Again, there exists some really good deep research on the company on Seeking Alpha, in the form of the articles from Kevin Quon, so we refer to those for a much more extensive take on the fundamentals. What you have to realize is that:
- SZYM is not just another biofuels company, but one that can design specific (high value-added) oils and quickly mass produce these.
- This capability is unique and opens up multiple revenue streams
For instance, the company basically stumbled on a skincare product (Algenist), Encapso, a drilling lubricant that speeds up drilling for hydrocarbons, oils that Unilever uses in soap, and it already produces four different oils in the Clinton/Galva plant that has just come online. The second, much bigger (100,000 MT) plant at Moema in Brazil is about to come into production as well. Yet, the share price has taken a really big hit:
As you can see, the shares were trading above $14 as recently as last March, but are now lingering at $9. What's going on?

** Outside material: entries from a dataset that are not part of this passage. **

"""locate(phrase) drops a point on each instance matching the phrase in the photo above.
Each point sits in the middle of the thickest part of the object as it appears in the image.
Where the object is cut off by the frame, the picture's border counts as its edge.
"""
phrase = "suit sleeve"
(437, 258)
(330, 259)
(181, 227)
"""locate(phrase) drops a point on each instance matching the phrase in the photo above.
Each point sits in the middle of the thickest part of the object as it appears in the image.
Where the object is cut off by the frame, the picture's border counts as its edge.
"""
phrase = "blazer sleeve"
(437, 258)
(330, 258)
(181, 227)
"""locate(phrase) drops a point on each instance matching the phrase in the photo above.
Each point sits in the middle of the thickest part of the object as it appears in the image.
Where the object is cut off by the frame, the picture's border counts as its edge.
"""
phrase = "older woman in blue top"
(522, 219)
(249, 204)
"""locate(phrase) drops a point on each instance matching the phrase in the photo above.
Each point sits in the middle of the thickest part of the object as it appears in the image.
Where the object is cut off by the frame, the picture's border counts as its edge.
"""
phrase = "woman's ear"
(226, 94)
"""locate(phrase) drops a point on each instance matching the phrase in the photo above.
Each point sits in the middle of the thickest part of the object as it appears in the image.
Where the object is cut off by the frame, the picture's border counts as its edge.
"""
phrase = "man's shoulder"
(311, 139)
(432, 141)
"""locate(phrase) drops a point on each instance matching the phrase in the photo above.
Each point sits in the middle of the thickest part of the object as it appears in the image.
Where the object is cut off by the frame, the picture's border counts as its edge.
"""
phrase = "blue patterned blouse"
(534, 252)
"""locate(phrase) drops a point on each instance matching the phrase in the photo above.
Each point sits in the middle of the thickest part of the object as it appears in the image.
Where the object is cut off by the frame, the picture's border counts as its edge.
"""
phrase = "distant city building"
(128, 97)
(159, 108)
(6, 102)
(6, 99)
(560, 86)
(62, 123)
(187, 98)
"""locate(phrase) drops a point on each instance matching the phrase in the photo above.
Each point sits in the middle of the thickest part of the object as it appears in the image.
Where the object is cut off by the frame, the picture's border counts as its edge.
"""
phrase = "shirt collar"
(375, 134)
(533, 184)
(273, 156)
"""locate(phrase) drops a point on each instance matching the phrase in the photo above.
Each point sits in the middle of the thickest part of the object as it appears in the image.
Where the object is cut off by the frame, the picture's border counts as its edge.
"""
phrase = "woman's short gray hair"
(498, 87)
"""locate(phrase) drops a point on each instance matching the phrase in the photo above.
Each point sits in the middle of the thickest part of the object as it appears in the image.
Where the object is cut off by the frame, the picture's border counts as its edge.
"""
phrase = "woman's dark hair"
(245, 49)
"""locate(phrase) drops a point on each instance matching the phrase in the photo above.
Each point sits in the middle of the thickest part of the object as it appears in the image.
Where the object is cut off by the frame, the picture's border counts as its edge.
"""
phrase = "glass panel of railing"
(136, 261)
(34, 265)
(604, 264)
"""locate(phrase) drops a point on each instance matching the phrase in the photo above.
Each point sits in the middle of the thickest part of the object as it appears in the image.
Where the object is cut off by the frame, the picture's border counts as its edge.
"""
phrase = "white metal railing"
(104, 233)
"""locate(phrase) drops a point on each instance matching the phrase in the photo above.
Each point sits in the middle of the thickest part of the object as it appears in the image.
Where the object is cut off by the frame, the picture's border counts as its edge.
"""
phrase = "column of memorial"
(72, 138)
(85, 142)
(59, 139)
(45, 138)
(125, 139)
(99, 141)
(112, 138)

- The company did a fairly large financing of just over $200M in order to take advantage of growth additional opportunities
- Start-up problems at Moema, which aren't the company's fault [there are problems with power and steam supply from Bunge's (NYSE:BG) facility], but have delayed the time-lines a bit, and management expects limited or no impact on the ramping-up of production.
We think the shares have taken too big a hit on this delay. Yes, it is still making a fairly substantial loss ($30.5M), but that's not terribly relevant at this stage, and it has sufficient cash ($336M) to see through the ramping-up of production.
Revenues are growing at triple rate and production in the two new plants will ramp-up this year. The shares are also oversold, with an RSI well below 30.
We think it's time to start accumulating the shares of this exciting growth play at these levels. Further sell-offs should be aggressively bought unless caused by some kind of disaster.
Disclosure: I am long FENG, XXII, SZYM. I wrote this article myself, and it expresses my own opinions. I am not receiving compensation for it (other than from Seeking Alpha). I have no business relationship with any company whose stock is mentioned in this article.